You must think of Electron in processes (though I tend to use the term threads). The main process and the render process.

As you know, you use IPC to communicate between processes. Within the main and render processes, you can use events. The issue of modules becoming tightly coupled is removed when using Node's events with your main process.

Now, the preload.js script...

I see many people trying to directly access concrete implementations hardcoded into their preload.js script(s). This can become very complicated and very confusing in a short space of time.

I take a very different approach. I only use one preload.js script for my entire project. The purpose of my preload script is not to define / implement concrete models, but instead to use the preload.js script purely as a channel of communication. IE: Channel names (and optional data) to send "events" back and forth between the main process and render process(es). Let scripts in your main process handle the concrete Electron / Node implementations and scripts in your render process handle html interactivity.

Main Process

The main process contains Electron's core and Node.js

You can split your code up into logical chunks and import them using Node's require function. Remembering that once they are called, they are cached. They also effectively have their own scope which is great.

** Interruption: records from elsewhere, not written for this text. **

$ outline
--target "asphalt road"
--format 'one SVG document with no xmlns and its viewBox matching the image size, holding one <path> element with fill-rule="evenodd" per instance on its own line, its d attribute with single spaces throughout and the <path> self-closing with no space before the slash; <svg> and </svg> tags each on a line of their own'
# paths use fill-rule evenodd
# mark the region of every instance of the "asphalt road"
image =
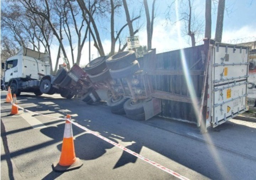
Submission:
<svg viewBox="0 0 256 180">
<path fill-rule="evenodd" d="M 201 134 L 193 124 L 155 117 L 146 122 L 112 114 L 105 105 L 88 105 L 59 95 L 22 93 L 18 105 L 52 117 L 22 111 L 1 93 L 1 179 L 172 179 L 172 175 L 74 125 L 80 169 L 53 170 L 58 161 L 70 114 L 79 124 L 191 179 L 256 179 L 256 123 L 232 119 Z"/>
</svg>

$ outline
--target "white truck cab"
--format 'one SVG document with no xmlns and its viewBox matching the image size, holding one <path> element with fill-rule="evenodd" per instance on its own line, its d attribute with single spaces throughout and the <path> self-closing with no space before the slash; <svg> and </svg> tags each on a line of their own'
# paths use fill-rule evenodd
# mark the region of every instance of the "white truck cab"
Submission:
<svg viewBox="0 0 256 180">
<path fill-rule="evenodd" d="M 5 66 L 2 64 L 2 68 L 5 67 L 5 85 L 17 95 L 22 91 L 41 95 L 40 80 L 50 75 L 49 61 L 48 54 L 21 47 L 16 56 L 6 60 Z"/>
</svg>

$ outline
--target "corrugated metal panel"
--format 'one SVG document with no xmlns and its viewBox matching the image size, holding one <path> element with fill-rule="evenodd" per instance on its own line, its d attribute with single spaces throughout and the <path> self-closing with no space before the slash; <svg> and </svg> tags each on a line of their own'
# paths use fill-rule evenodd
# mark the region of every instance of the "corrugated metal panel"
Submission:
<svg viewBox="0 0 256 180">
<path fill-rule="evenodd" d="M 183 69 L 182 51 L 183 51 L 188 68 L 191 70 L 204 70 L 204 62 L 202 58 L 203 45 L 170 51 L 156 55 L 155 70 L 181 70 Z M 143 59 L 138 58 L 141 67 Z M 197 62 L 195 65 L 195 64 Z M 191 67 L 191 68 L 190 68 Z M 151 76 L 153 89 L 158 90 L 190 96 L 188 88 L 194 89 L 196 96 L 201 98 L 203 77 L 201 75 L 191 75 L 192 87 L 188 87 L 183 75 L 152 75 Z M 162 113 L 165 117 L 179 119 L 196 123 L 196 118 L 193 104 L 191 103 L 162 100 Z M 198 109 L 199 111 L 199 109 Z"/>
</svg>

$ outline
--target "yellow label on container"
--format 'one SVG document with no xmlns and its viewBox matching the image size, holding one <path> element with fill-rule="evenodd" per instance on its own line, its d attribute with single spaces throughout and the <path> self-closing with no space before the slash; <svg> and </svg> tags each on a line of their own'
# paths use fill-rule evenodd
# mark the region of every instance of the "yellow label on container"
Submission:
<svg viewBox="0 0 256 180">
<path fill-rule="evenodd" d="M 227 90 L 227 99 L 231 97 L 231 89 Z"/>
<path fill-rule="evenodd" d="M 224 76 L 226 76 L 228 75 L 228 67 L 224 68 Z"/>
</svg>

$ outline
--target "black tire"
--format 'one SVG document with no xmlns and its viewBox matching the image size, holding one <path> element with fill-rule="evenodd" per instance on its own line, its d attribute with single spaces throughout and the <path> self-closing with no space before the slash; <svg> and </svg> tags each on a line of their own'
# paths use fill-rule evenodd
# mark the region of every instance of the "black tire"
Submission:
<svg viewBox="0 0 256 180">
<path fill-rule="evenodd" d="M 110 107 L 111 112 L 113 114 L 124 114 L 125 112 L 123 108 L 124 103 L 128 100 L 123 96 L 119 96 L 116 100 L 114 100 L 112 97 L 108 102 L 108 106 Z"/>
<path fill-rule="evenodd" d="M 13 96 L 14 94 L 15 94 L 17 96 L 17 94 L 20 92 L 18 89 L 18 86 L 16 83 L 12 83 L 11 84 L 10 86 L 10 88 L 11 89 L 11 92 L 12 95 Z"/>
<path fill-rule="evenodd" d="M 140 114 L 136 115 L 127 115 L 127 117 L 129 119 L 136 120 L 145 120 L 145 113 L 143 113 Z"/>
<path fill-rule="evenodd" d="M 124 51 L 109 57 L 106 61 L 106 64 L 109 69 L 116 70 L 126 67 L 136 58 L 133 51 Z"/>
<path fill-rule="evenodd" d="M 36 89 L 34 91 L 34 93 L 36 96 L 41 96 L 43 93 L 39 89 Z"/>
<path fill-rule="evenodd" d="M 61 92 L 60 92 L 60 96 L 61 96 L 62 97 L 66 98 L 70 94 L 70 91 L 67 89 L 63 89 Z"/>
<path fill-rule="evenodd" d="M 82 99 L 82 100 L 85 102 L 88 105 L 91 105 L 92 104 L 94 101 L 93 101 L 92 99 L 91 99 L 91 97 L 89 95 L 89 94 L 87 94 L 87 95 L 85 97 L 84 97 Z"/>
<path fill-rule="evenodd" d="M 117 70 L 110 69 L 110 73 L 113 79 L 122 78 L 133 74 L 139 69 L 139 62 L 135 60 L 126 67 Z"/>
<path fill-rule="evenodd" d="M 68 73 L 68 69 L 66 68 L 62 68 L 59 69 L 55 75 L 55 79 L 53 80 L 53 83 L 57 84 L 60 83 Z"/>
<path fill-rule="evenodd" d="M 101 73 L 107 68 L 106 61 L 107 56 L 101 56 L 89 62 L 84 69 L 88 74 L 96 75 Z"/>
<path fill-rule="evenodd" d="M 88 76 L 93 83 L 102 82 L 108 79 L 111 78 L 109 70 L 107 68 L 99 74 L 93 75 L 88 75 Z"/>
<path fill-rule="evenodd" d="M 48 94 L 52 88 L 52 84 L 49 79 L 43 79 L 41 81 L 39 88 L 40 91 L 42 93 Z"/>
<path fill-rule="evenodd" d="M 92 93 L 95 98 L 94 100 L 95 102 L 98 102 L 100 101 L 100 98 L 96 92 L 93 90 L 86 93 L 81 97 L 81 99 L 83 101 L 85 102 L 89 105 L 91 105 L 94 102 L 94 101 L 90 96 L 90 94 Z"/>
<path fill-rule="evenodd" d="M 71 80 L 71 78 L 68 75 L 66 76 L 60 83 L 59 86 L 62 88 L 65 88 L 70 83 Z"/>
<path fill-rule="evenodd" d="M 124 109 L 127 115 L 137 115 L 145 113 L 143 103 L 139 102 L 133 104 L 130 99 L 124 103 Z"/>
</svg>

To easy the burden of trying to work out paths, just use Node's path.join(...) module.

Use Node's events to communicate between your application modules.

Use Electron's ipcMain.on(...) and ipcMain.handle(...) to listen for IPC events from the render process and contents.send(...) to send IPC events to your specific render process.

Render Process

The render process(es) contain your html view(s), Javascript to make your html view(s) interactive and of course, the html view(s) associated CSS.

Use ES6 modules here to separate your code. import them into your html Javascript file, remembering to only export your publicly available functions.

You can reference all paths as relative paths. Any build tools you may use should be able to handle this when setup correctly.

Use Electron's ipcRender.on(...) to listen for IPC events from the main process and ipcRender.send(...) and ipcRender.invoke(...) to send IPC events to the main process.

To use these above commands easily, setup your preload.js script like so.

preload.js (main process)

// Import the necessary Electron components.
const contextBridge = require('electron').contextBridge;
const ipcRenderer = require('electron').ipcRenderer;

// White-listed channels.
const ipc = {
    'render': {
        // From render to main.
        'send': [
            'message:fromRender' // Example channel name
        ],
        // From main to render.
        'receive': [
            'message:fromMain' // Example channel name
        ],
        // From render to main and back again.
        'sendReceive': [
            'message:fromRenderAndBackAgain' // Example channel name
        ]
    }
};

// Exposed protected methods in the render process.
contextBridge.exposeInMainWorld(
    // Allowed 'ipcRenderer' methods.
    'ipcRender', {
        // From render to main.
        send: (channel, args) => {
            let validChannels = ipc.render.send;
            if (validChannels.includes(channel)) {
                ipcRenderer.send(channel, args);
            }
        },
        // From main to render.
        receive: (channel, listener) => {
            let validChannels = ipc.render.receive;
            if (validChannels.includes(channel)) {
                // Deliberately strip event as it includes `sender`.
                ipcRenderer.on(channel, (event, ...args) => listener(...args));
            }
        },
        // From render to main and back again.
        invoke: (channel, args) => {
            let validChannels = ipc.render.sendReceive;
            if (validChannels.includes(channel)) {
                return ipcRenderer.invoke(channel, args);
            }
        }
    }
);

Building your channel name whitelist in your preload.js script provides one source of truth. Including the same (one and only) preload.js script in every created window becomes easy and error free.

If you need for me to add to this answer the use of the preload.js script in the main and render processes just let me know.